Ongoing connectivity issues

Incident Report for Keeping

Postmortem

Postmortem: Service Outage on July 16, 2024

Incident Summary:

On 9:05 am EDT July 16, 2024, Keeping experienced intermittent connection issues that lasted approximately 2 hours. The outage affected both the Keeping Chrome Extension and the main application website at https://app.keeping.com/

Timeline:

  • 9:05 am EDT: Initial reports of the website being inaccessible were received.
  • 9:07 am EDT : Incident response team was alerted and began investigation.
  • 9:25 am EDT : Root cause identified as a Denial of Service attack on Keeping’s hosting provider, Gigalixir.
  • 9:30 am EDT: Mitigation steps initiated.
  • 10:25 am EDT: Website functionality partially restored.
  • 11:00 am EDT: Full service restored and confirmed stable.

Root Cause:

The outage was caused by a SYN flood attack on Gigalixir’s load balancers. Gigalixir is Keeping’s primary web hosting provider.

Impact:

During the outage, access to Keeping’s main web application was severely limited (or impossible), and syncing between agent accounts and shared mailboxes was paused. No data was lost.
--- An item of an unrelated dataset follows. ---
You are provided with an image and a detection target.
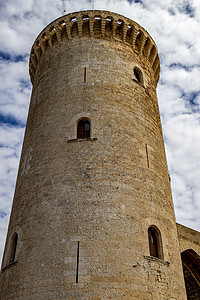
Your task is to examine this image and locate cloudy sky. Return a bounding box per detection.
[0,0,200,257]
Posted Jul 16, 2024 - 15:27 EDT

Resolved

This incident has been resolved.
Posted Jul 16, 2024 - 14:49 EDT

Monitoring

The Keeping Chrome Extension and web application are experiencing connectivity issues due to an outage with our primary hosting provider. We've remediated the issue and are monitoring.
Posted Jul 16, 2024 - 11:39 EDT
This incident affected: Chrome Extension and Keeping App.